The judgment was delivered by Additional District and Sessions Judge J N Thakkar, who found Bhatt guilty of falsely implicating a lawyer from Rajasthan in a drug seizure incident at a hotel in Palanpur, where Bhatt was serving as the Superintendent of Police of Banaskantha district at the time.

Expressing disappointment over the verdict, Bhatt's wife Shweta denounced it as a "miscarriage of justice." 

What is rootcause of the case?

The case originally stemmed from the arrest of lawyer Sumersingh Rajpurohit by the Banaskantha police under the Narcotic Drugs and Psychotropic Substances Act (NDPS Act) in 1996. Subsequent inquiries revealed that Rajpurohit was allegedly framed by the police to settle a property dispute in Rajasthan.

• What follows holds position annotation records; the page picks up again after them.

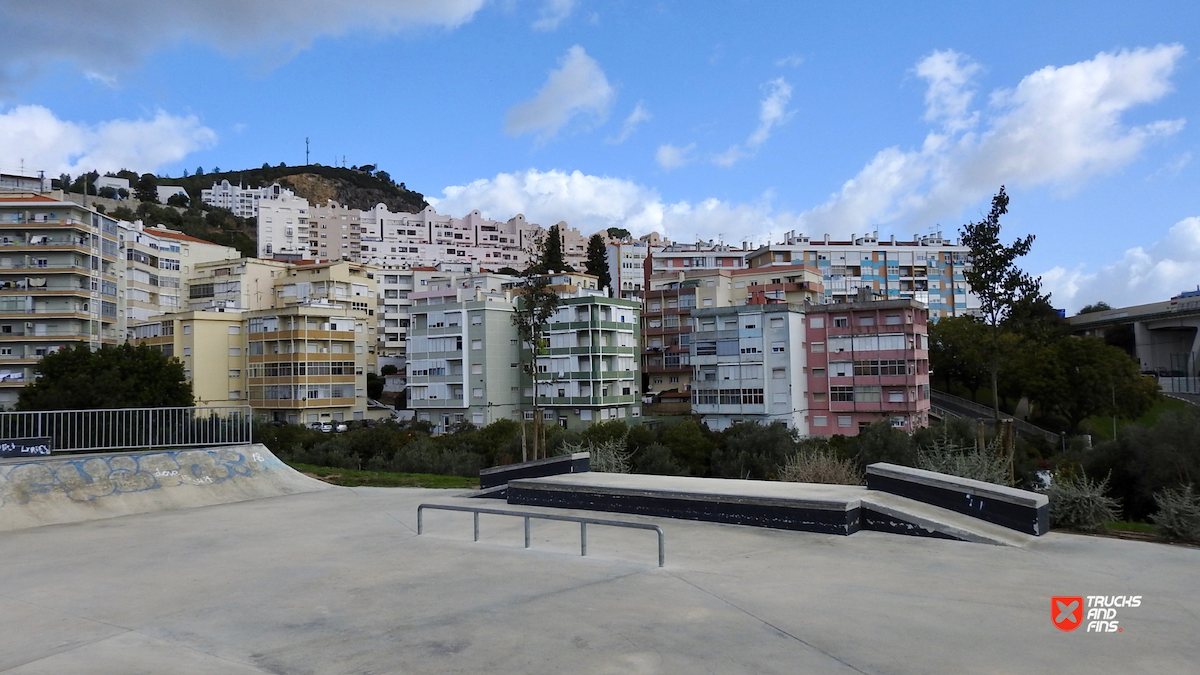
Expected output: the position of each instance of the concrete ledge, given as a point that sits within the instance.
(496, 476)
(832, 509)
(1009, 507)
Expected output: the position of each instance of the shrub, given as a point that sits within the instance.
(1179, 513)
(945, 455)
(607, 457)
(1080, 503)
(657, 459)
(821, 465)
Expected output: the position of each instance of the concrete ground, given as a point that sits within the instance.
(339, 581)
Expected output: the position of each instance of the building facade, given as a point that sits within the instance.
(928, 269)
(60, 272)
(749, 365)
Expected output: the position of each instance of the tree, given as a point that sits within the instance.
(996, 280)
(598, 262)
(551, 258)
(147, 189)
(1080, 377)
(534, 306)
(958, 352)
(1102, 306)
(77, 377)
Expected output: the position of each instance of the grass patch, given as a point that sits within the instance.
(1101, 428)
(1126, 526)
(355, 478)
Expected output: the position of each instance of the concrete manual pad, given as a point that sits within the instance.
(337, 581)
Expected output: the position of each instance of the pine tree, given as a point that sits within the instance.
(598, 262)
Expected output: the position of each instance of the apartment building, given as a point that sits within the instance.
(463, 353)
(60, 267)
(627, 268)
(671, 298)
(155, 263)
(244, 202)
(928, 269)
(702, 255)
(283, 227)
(749, 364)
(591, 369)
(292, 340)
(868, 360)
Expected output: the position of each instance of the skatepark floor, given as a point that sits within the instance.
(337, 581)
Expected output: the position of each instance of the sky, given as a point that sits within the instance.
(729, 120)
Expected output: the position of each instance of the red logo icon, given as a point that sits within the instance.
(1067, 611)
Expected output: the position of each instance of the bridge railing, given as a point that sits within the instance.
(943, 404)
(114, 429)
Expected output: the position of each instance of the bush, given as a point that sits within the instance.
(1079, 503)
(657, 459)
(753, 451)
(821, 465)
(945, 455)
(1179, 513)
(607, 457)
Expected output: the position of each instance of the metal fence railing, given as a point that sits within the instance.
(527, 515)
(127, 429)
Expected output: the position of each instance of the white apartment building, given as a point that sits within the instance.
(243, 201)
(928, 269)
(283, 228)
(749, 365)
(627, 267)
(156, 262)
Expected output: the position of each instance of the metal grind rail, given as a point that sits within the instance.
(528, 515)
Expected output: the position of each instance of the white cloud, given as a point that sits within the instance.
(673, 156)
(591, 203)
(553, 12)
(118, 36)
(1059, 126)
(45, 142)
(949, 93)
(577, 88)
(772, 113)
(1141, 275)
(633, 121)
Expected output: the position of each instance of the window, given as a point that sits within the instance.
(844, 394)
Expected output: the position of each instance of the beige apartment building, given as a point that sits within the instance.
(292, 340)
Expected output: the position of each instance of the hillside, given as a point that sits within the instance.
(357, 189)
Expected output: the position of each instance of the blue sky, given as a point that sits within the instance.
(729, 119)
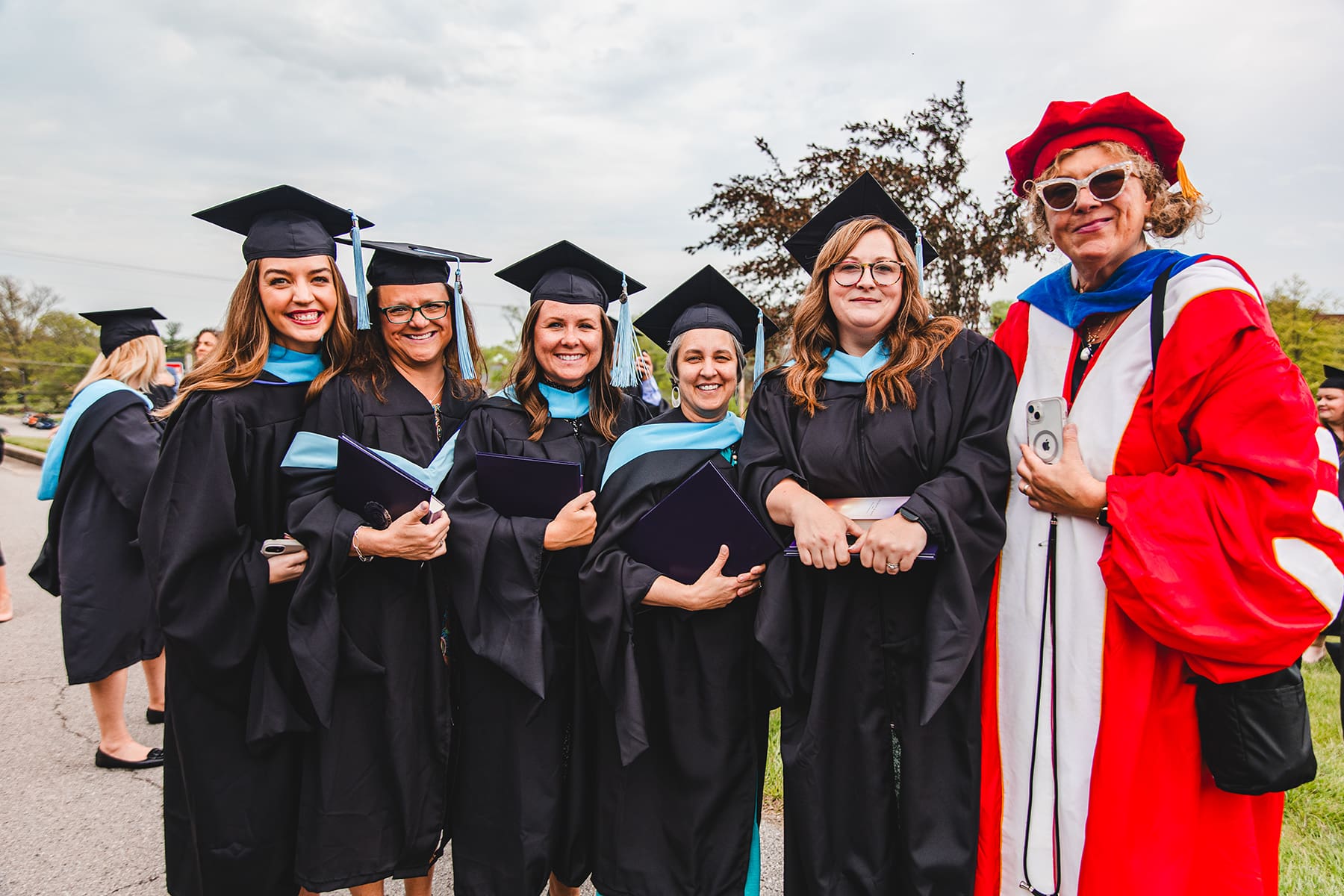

CID arrested Sanjiv Bhatt in 2018

The former police inspector I B Vyas, who initially raised concerns about the case, had sought a thorough investigation, leading to Bhatt's arrest by the state CID in 2018. Despite Bhatt's attempts to transfer the trial and challenge the proceedings in the Supreme Court, the plea was dismissed, and he was fined for alleged bias against the trial court judge.

Amidst the ongoing legal battles, Bhatt faced another setback in 2019 when he was convicted of murder and sentenced to life imprisonment in a custodial death case dating back to 1990. Shweta Bhatt, maintaining her stance on the drug case, labeled it as 'fictitious' and vowed to elaborate further after the court pronounced the punishment.